Let a polynomial $f$ be in $\mathbb{Z}[x]$. Assume that for every $n \in \mathbb{N}$ $f(x)=n$ has at least one integer solution. Than prove that $$f(x) = \pm x + c$$ I really don't know to start. Thanks in advance!
Asked
Active
Viewed 86 times
3
-
4Try and prove that with $n$ outside of a range like $[M,-M]$ for some suitable (large) $M$ the values of $f$ are constrained to be in a set that excludes more than $2M+1$ integers. That is, unless A) $f$ is linear, and B) has leading coefficient $\pm1$. – Jyrki Lahtonen Aug 30 '19 at 19:35
-
Thanks for the input. Anyway, I was looking for a more conceptual-algebraic way to solve it, if possible. I remember that I saw this problem solved in an elegant way, a long time ago, but unfortunately I can't recall the proof! – astrobarrel Aug 30 '19 at 19:40
-
2For $x$ large enough, $f$ is strictly increasing or decreasing. Furthermore, $f(x + 1) - f(x)$ is larger than $1$ unless $f$ fits the expression you have. – Ayman Hourieh Aug 30 '19 at 19:49
-
2I had a recollection that the same question has been handled (hence no answer from me). Indeed, here is one. For better or for worse, the answer/comment there are along the lines of my suggestion. In order not to have this closed as a duplicate may be you need to specify better, what kind of a solution you are looking for? – Jyrki Lahtonen Aug 30 '19 at 19:49
-
A solution that is not "analytic" but instead uses something algebraic like divisors, roots... – astrobarrel Aug 30 '19 at 19:52
-
I take it that excludes the first derivative test? That's all you need to develop my comment to a full answer. – Ayman Hourieh Aug 30 '19 at 19:53
-
The derivative test is ok as long as you use it for its scope, that is, proving or disproving that you have a multiple root, i guess. I know that what i'm asking is really vague, but i wanted to see if someone knew that proof. It should not be really difficult as I saw it in my second year as an undergraduate. – astrobarrel Aug 30 '19 at 19:57
-
Possible duplicate of Surjective Linear Integer Polynomial. – Dietrich Burde Aug 30 '19 at 20:11
1 Answers
6
Let $f(x)=a_0+a_1x+...+a_kx^k$ where we shall assume that $a_k\ne0$ and $k>1$.

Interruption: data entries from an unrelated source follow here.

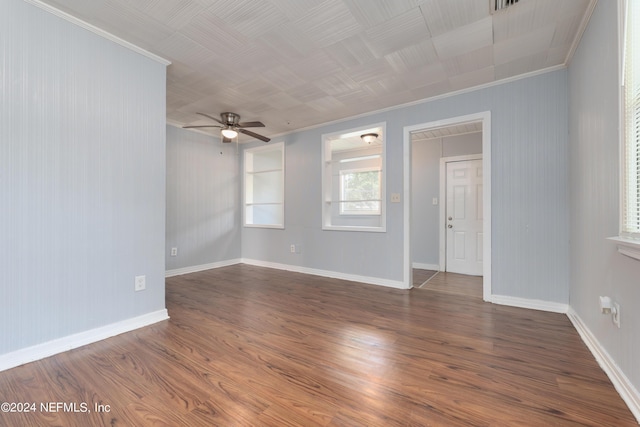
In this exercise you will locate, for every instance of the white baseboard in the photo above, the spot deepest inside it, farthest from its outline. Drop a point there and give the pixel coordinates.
(324, 273)
(40, 351)
(423, 266)
(627, 391)
(533, 304)
(201, 267)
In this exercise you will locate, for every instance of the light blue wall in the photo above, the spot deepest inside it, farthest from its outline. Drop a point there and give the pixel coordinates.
(82, 179)
(596, 267)
(530, 192)
(203, 188)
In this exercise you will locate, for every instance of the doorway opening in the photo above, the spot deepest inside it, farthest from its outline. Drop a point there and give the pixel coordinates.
(463, 142)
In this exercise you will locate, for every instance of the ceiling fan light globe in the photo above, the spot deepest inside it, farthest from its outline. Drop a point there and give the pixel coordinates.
(229, 133)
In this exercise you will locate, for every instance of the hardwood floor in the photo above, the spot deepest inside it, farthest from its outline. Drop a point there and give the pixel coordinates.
(455, 284)
(420, 276)
(250, 346)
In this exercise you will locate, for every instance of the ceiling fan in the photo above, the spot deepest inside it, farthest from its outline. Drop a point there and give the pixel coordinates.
(230, 125)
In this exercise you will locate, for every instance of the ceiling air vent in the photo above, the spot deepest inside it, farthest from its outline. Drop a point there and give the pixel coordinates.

Let $p$ be a prime greater than $1+|a_1|+|a_2|+...|a_k|$ and suppose that $t$ is an integer solution of $f(x)=a_0+p$.
Then $t(a_1+a_2t+ ...+a_kt^{k-1})=p$ and so $t$ is one of $-1,1,-p,p$.
If $t$ is $-1$ or $1$, then $|a_1|+|a_2|+...|a_k|\ge p$, a contradiction.
So suppose that $t$ is $-p$ or $p$. Then $$|a_k|p^{k-1}\le (1+|a_1|+|a_2|+...|a_{k-1}|)p^{k-2}$$ and so $$p\le (1+|a_1|+|a_2|+...|a_{k-1}|),$$ another contradiction.
Therefore $k$ must be $1$ and, for $t$ is an integer solution of $f(x)=a_0+p$, we have to solve $a_1t=p$. Then $a_1$ is a factor of all possible $p$ and so $a_1$ is $1$ or $-1$, as required.